Russisch-amerikanischer Stellvertreterkrieg

Kein Wunder, dass Moskau die Hamas-Attacke auf Israel mit keinem Wort verurteilte, sondern sogleich die Fühler in Richtung Hamas ausstreckte. Am Donnerstag wurde einer Hamas-Delegation in Moskau der rote Teppich ausgerollt. Damit wird die Frontstellung im Nahen Osten immer mehr zu einem Stellvertreterkrieg zwischen Russland und den USA – ganz im Sinn der von Putin propagierten „neuen Weltordnung“: Moskau unterstützt alle Kräfte, die gegen die USA und ihre Partner sind.

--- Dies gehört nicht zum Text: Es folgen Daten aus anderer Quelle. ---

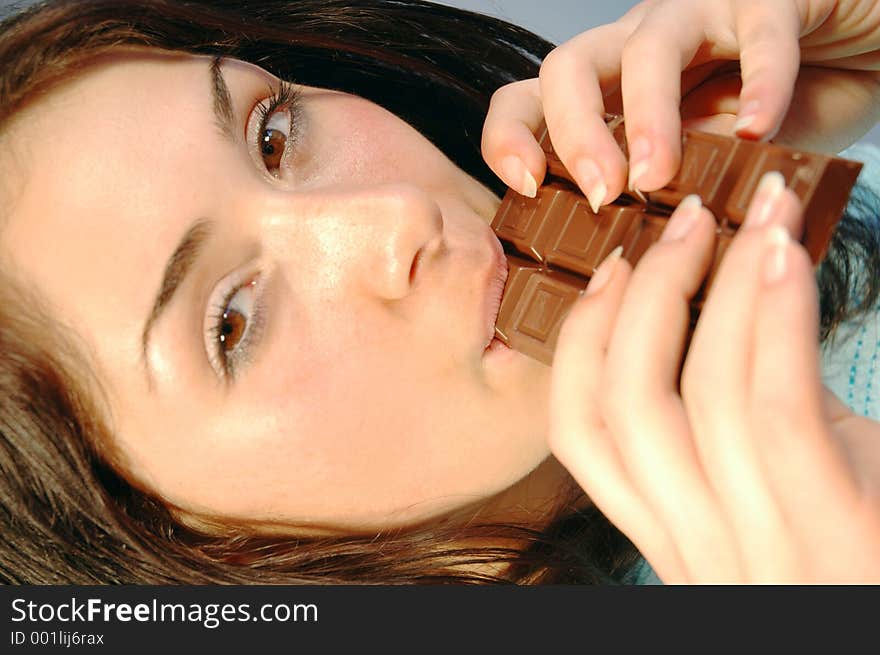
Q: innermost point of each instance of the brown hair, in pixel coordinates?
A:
(67, 515)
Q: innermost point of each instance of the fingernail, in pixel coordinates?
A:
(603, 272)
(517, 176)
(589, 177)
(639, 158)
(683, 219)
(765, 199)
(776, 254)
(746, 115)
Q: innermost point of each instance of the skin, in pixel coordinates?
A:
(354, 411)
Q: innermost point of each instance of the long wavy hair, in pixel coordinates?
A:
(67, 512)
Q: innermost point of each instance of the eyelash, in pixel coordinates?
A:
(288, 98)
(222, 362)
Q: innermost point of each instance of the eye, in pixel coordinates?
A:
(233, 325)
(273, 140)
(273, 134)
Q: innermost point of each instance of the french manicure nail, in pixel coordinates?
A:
(640, 155)
(517, 176)
(683, 219)
(746, 115)
(775, 258)
(765, 199)
(589, 177)
(603, 272)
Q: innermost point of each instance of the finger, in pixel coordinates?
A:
(715, 386)
(652, 63)
(578, 437)
(806, 469)
(768, 34)
(509, 145)
(640, 402)
(572, 80)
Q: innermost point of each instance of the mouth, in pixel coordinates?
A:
(494, 289)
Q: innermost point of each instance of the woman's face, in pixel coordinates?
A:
(296, 338)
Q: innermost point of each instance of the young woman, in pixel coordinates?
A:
(246, 323)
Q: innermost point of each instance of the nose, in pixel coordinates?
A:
(371, 239)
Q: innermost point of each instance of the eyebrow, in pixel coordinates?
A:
(186, 254)
(179, 265)
(224, 115)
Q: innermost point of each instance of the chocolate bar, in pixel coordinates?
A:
(555, 242)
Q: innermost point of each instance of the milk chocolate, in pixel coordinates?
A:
(555, 241)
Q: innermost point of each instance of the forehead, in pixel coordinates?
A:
(98, 191)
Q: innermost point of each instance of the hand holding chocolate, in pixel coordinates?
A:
(555, 241)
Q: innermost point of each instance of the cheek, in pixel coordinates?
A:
(350, 139)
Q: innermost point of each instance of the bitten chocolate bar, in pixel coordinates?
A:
(555, 241)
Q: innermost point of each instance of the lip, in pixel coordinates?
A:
(495, 281)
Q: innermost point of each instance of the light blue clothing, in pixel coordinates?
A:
(851, 364)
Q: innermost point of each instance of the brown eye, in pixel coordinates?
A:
(272, 144)
(231, 329)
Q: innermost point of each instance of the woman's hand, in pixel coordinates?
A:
(804, 71)
(748, 471)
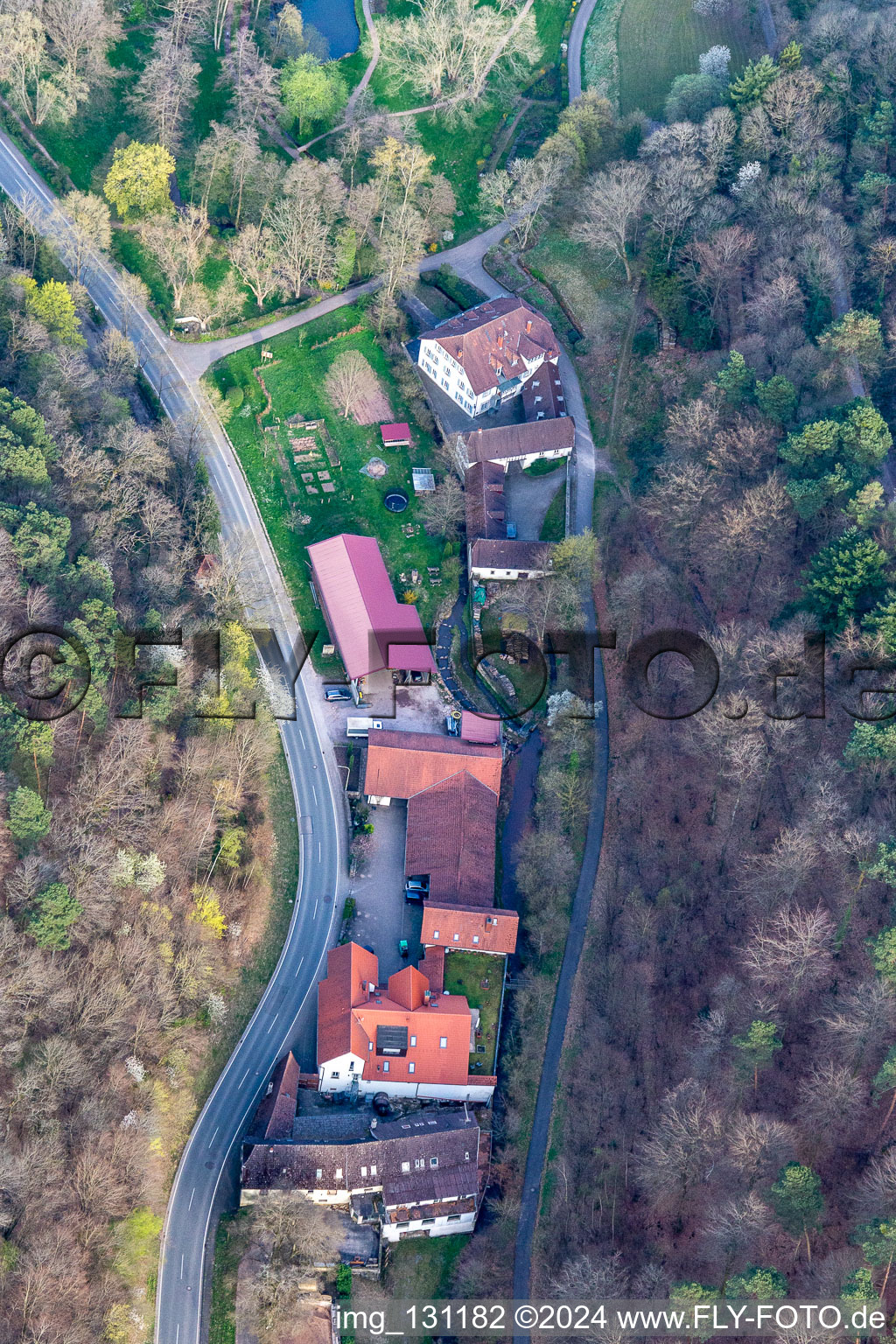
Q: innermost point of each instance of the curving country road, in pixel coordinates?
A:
(286, 1008)
(575, 45)
(206, 1161)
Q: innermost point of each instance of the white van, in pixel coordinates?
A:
(360, 727)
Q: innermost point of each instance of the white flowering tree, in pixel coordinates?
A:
(717, 62)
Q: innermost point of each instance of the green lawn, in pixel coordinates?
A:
(230, 1245)
(554, 526)
(296, 383)
(528, 679)
(422, 1268)
(480, 978)
(660, 39)
(254, 977)
(88, 140)
(590, 295)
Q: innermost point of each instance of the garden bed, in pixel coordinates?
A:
(303, 445)
(480, 978)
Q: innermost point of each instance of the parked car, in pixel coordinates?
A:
(416, 889)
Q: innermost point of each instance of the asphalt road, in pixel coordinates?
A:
(574, 49)
(202, 1179)
(286, 1010)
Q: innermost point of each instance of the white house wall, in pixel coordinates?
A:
(452, 378)
(369, 1086)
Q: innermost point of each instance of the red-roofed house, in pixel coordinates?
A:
(277, 1112)
(451, 837)
(404, 1040)
(477, 727)
(369, 628)
(468, 928)
(484, 356)
(396, 436)
(402, 764)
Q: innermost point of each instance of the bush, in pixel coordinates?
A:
(343, 1281)
(29, 819)
(692, 97)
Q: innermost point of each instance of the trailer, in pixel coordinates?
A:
(360, 727)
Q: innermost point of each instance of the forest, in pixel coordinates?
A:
(140, 857)
(725, 1117)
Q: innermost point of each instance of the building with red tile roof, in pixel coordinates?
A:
(427, 1171)
(368, 626)
(277, 1112)
(402, 764)
(479, 727)
(543, 440)
(543, 394)
(484, 356)
(468, 928)
(403, 1040)
(451, 837)
(396, 436)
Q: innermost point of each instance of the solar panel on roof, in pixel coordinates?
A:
(391, 1040)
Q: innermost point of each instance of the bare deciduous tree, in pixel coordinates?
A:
(790, 953)
(254, 255)
(349, 381)
(442, 509)
(612, 205)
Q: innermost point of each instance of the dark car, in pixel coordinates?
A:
(416, 889)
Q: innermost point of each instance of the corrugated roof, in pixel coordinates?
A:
(477, 727)
(509, 441)
(511, 556)
(496, 930)
(451, 836)
(494, 340)
(402, 764)
(484, 500)
(416, 1167)
(543, 394)
(360, 606)
(391, 433)
(348, 1016)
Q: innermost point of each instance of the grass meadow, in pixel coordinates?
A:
(660, 40)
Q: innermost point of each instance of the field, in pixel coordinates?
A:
(466, 973)
(659, 42)
(294, 379)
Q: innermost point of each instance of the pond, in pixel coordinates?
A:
(336, 23)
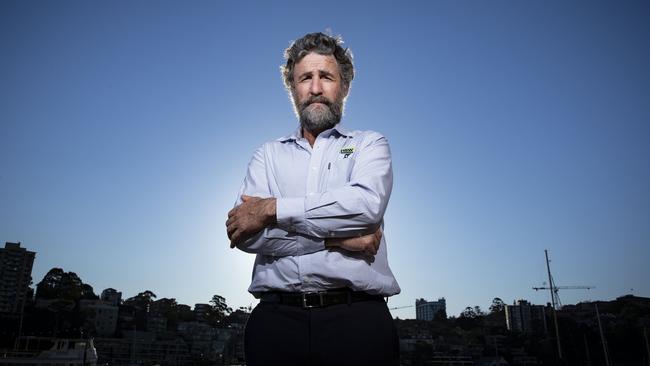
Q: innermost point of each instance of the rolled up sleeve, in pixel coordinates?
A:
(274, 241)
(356, 208)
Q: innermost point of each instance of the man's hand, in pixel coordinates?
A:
(253, 215)
(368, 244)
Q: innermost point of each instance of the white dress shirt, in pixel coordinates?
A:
(340, 187)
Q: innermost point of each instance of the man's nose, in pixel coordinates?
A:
(316, 88)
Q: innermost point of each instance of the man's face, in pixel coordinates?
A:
(318, 92)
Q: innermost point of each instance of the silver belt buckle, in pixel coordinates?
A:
(305, 304)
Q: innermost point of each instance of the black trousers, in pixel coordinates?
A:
(361, 333)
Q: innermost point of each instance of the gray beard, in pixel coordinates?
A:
(317, 119)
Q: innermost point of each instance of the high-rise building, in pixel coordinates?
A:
(525, 317)
(427, 310)
(15, 276)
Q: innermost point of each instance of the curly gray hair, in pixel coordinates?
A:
(324, 45)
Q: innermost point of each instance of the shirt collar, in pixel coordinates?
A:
(297, 133)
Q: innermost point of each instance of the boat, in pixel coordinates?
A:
(47, 351)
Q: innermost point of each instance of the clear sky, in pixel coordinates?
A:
(515, 126)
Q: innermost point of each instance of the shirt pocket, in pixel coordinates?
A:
(339, 173)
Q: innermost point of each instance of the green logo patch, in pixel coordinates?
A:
(346, 151)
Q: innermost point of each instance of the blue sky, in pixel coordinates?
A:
(515, 126)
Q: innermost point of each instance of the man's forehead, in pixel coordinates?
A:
(314, 61)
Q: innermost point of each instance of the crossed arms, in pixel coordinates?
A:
(348, 217)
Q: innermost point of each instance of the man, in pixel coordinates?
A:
(311, 207)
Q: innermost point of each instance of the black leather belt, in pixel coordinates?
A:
(318, 299)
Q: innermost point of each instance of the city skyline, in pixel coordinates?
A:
(514, 128)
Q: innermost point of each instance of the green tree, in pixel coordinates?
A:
(58, 284)
(469, 312)
(497, 306)
(219, 309)
(141, 301)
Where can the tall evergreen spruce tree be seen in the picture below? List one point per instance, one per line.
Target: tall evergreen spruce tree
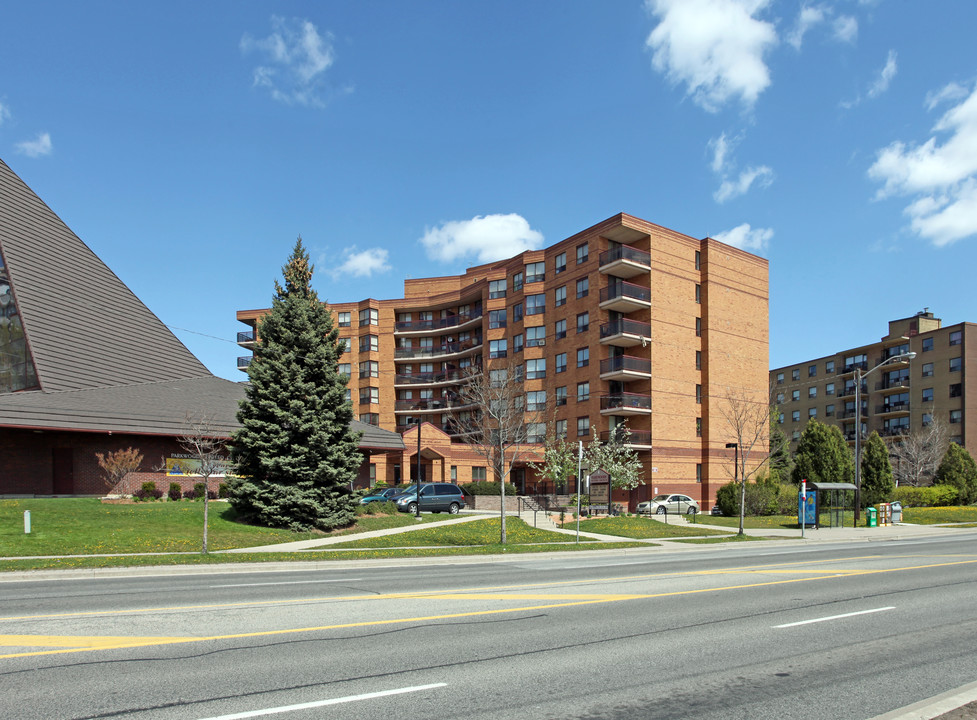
(295, 452)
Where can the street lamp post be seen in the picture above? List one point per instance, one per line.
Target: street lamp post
(736, 466)
(859, 376)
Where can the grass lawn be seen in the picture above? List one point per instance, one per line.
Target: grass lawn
(85, 526)
(641, 528)
(936, 516)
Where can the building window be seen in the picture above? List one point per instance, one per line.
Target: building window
(517, 312)
(536, 400)
(583, 427)
(535, 304)
(536, 336)
(536, 369)
(369, 316)
(583, 392)
(561, 363)
(498, 348)
(583, 322)
(560, 263)
(582, 253)
(583, 287)
(369, 343)
(370, 368)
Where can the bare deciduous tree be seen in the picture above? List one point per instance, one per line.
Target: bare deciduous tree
(207, 447)
(916, 456)
(498, 427)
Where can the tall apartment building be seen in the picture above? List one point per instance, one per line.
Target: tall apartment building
(895, 399)
(625, 322)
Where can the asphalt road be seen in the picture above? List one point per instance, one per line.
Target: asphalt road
(746, 631)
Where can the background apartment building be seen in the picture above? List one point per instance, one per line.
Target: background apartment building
(625, 323)
(895, 399)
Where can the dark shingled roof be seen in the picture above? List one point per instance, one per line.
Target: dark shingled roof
(104, 361)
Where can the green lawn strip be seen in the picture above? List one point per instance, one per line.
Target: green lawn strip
(937, 516)
(474, 533)
(85, 526)
(640, 528)
(82, 563)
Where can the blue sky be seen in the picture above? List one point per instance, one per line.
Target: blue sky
(190, 143)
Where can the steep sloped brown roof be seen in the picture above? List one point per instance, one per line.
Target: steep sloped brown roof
(84, 327)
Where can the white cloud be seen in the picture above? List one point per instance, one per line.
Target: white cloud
(714, 47)
(363, 263)
(729, 189)
(746, 238)
(885, 77)
(845, 28)
(296, 56)
(806, 19)
(486, 237)
(941, 177)
(38, 147)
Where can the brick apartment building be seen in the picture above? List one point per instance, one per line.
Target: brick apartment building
(896, 399)
(626, 322)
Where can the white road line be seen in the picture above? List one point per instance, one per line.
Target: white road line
(835, 617)
(291, 582)
(323, 703)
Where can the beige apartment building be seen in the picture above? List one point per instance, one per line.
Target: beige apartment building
(625, 323)
(897, 398)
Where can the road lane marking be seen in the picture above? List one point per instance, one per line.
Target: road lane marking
(290, 582)
(835, 617)
(323, 703)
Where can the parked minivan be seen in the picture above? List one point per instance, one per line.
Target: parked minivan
(434, 497)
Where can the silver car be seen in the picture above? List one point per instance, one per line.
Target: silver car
(673, 504)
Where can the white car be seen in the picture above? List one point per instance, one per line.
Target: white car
(672, 504)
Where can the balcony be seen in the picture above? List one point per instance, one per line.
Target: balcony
(458, 322)
(624, 261)
(625, 404)
(637, 438)
(625, 368)
(625, 297)
(246, 339)
(444, 350)
(625, 333)
(441, 378)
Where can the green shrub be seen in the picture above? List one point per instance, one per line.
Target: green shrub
(482, 487)
(935, 496)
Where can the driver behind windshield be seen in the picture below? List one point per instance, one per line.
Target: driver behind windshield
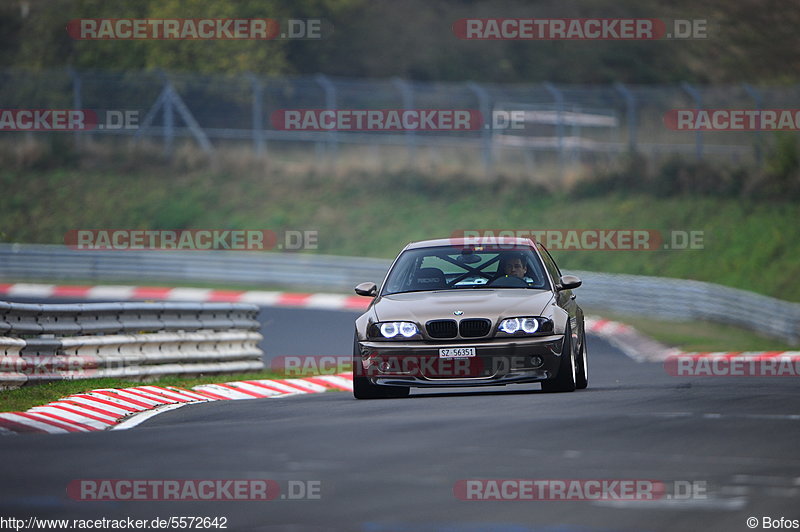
(514, 265)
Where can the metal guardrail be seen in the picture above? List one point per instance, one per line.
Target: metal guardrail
(56, 263)
(220, 108)
(131, 340)
(656, 297)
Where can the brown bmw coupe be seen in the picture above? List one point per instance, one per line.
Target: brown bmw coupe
(470, 312)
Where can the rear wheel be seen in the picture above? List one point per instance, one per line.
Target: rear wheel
(363, 389)
(567, 370)
(582, 376)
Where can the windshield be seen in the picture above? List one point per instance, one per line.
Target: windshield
(473, 267)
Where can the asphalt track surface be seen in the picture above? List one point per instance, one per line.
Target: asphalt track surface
(391, 465)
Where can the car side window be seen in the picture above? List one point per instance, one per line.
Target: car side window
(550, 264)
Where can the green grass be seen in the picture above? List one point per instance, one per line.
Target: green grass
(700, 335)
(25, 397)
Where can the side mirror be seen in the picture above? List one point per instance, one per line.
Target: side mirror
(368, 289)
(568, 282)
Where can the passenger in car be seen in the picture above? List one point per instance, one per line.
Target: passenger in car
(514, 266)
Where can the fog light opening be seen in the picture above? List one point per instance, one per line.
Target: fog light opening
(537, 361)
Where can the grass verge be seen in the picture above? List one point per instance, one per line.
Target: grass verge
(700, 335)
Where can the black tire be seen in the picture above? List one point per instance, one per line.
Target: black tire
(363, 389)
(582, 374)
(564, 380)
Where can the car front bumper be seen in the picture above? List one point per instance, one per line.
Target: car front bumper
(496, 362)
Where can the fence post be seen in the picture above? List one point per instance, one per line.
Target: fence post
(559, 99)
(330, 104)
(756, 96)
(257, 121)
(486, 132)
(698, 103)
(630, 112)
(407, 95)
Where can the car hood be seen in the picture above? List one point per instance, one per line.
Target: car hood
(474, 303)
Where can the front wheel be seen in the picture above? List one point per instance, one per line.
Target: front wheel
(567, 371)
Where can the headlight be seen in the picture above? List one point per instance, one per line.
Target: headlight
(525, 325)
(395, 329)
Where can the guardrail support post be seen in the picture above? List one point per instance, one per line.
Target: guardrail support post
(257, 120)
(559, 99)
(759, 145)
(484, 102)
(330, 104)
(77, 99)
(630, 114)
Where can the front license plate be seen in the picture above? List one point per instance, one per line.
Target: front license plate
(457, 352)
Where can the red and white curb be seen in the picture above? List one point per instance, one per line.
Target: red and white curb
(126, 293)
(112, 408)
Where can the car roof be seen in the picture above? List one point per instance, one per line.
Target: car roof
(475, 241)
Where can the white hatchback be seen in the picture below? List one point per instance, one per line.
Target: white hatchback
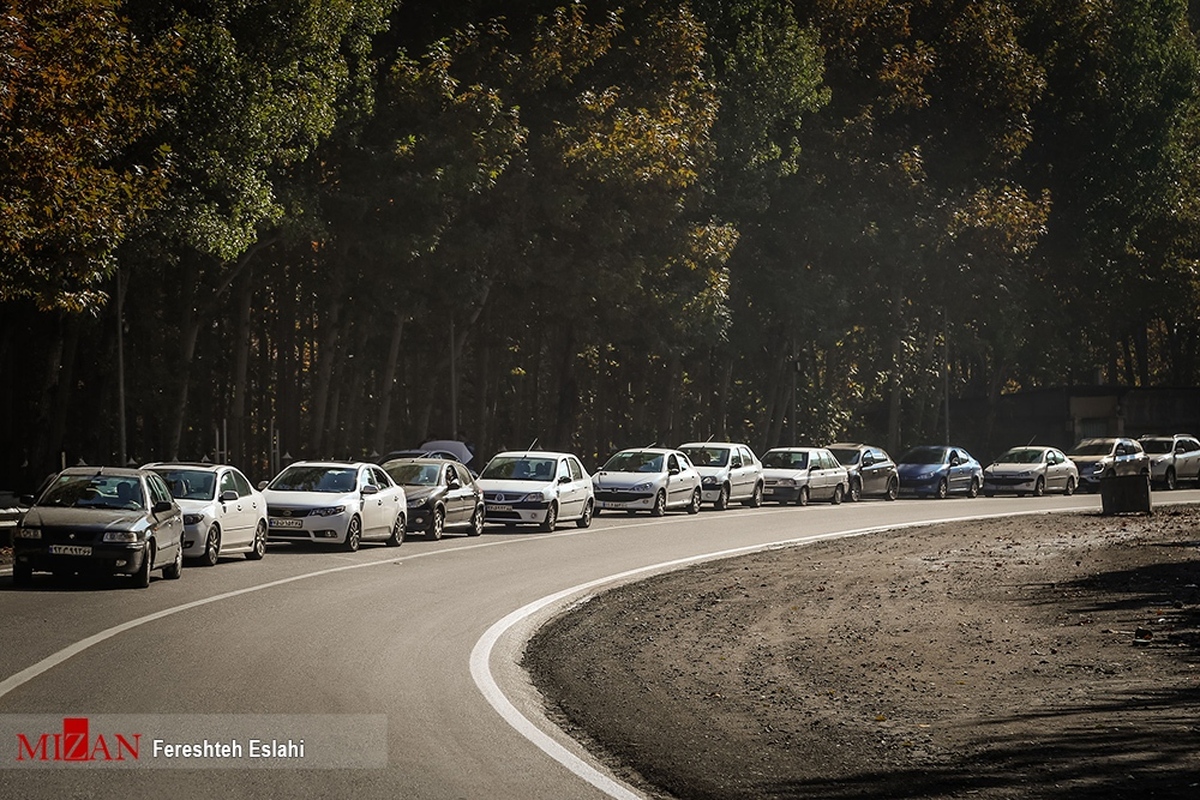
(335, 503)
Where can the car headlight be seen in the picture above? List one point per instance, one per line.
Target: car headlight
(328, 511)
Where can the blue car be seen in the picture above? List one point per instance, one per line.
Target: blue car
(939, 470)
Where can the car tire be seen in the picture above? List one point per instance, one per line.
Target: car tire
(586, 519)
(437, 524)
(211, 546)
(399, 528)
(551, 522)
(141, 579)
(723, 498)
(660, 504)
(353, 535)
(258, 548)
(175, 569)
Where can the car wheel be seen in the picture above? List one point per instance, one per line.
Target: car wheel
(551, 519)
(258, 549)
(142, 577)
(211, 546)
(586, 519)
(660, 505)
(397, 531)
(723, 498)
(353, 535)
(437, 523)
(175, 569)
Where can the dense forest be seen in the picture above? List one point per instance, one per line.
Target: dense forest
(333, 228)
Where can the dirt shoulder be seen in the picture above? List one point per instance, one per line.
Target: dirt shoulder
(1025, 657)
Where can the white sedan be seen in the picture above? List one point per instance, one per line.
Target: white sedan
(335, 503)
(537, 487)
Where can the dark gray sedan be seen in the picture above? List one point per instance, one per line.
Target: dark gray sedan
(101, 519)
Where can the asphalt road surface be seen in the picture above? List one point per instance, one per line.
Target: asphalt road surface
(418, 643)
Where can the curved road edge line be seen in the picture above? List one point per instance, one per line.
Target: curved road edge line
(481, 654)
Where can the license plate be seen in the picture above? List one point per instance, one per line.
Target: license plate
(70, 549)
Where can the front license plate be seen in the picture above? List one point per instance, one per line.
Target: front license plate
(70, 549)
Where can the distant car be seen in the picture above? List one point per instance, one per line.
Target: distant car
(1173, 458)
(223, 515)
(871, 470)
(939, 470)
(335, 503)
(1031, 470)
(442, 495)
(727, 473)
(647, 479)
(100, 519)
(1108, 457)
(802, 474)
(538, 487)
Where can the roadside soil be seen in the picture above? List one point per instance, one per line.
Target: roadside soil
(1037, 656)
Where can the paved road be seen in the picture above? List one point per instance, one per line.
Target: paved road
(383, 631)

Nicht überraschend ist die Parteiname des türkischen Präsidenten Erdoğan, der die Hamas zur „Befreiungsorganisation“ erklärte und am morgigen Samstag eine große Palästina-Kundgebung in Istanbul anführen will. Schon 2009 exponierte er sich als Israel-Kritiker, wie er sich 2011 im „Arabischen Frühling“ zum Wortführer der arabischen Straße gegen deren eigene Regierungen aufschwang. In Erdoğans Nachbarschaftspolitik wird der Phantomschmerz des Untergangs des Osmanischen Reiches sichtbar: Der türkische Präsident gibt sich noch immer der Illusion hin, ein Kalif der Herzen für die sunnitischen Araber werden zu können. Sein Engagement für die Hamas beruht auf diesem Missverständnis.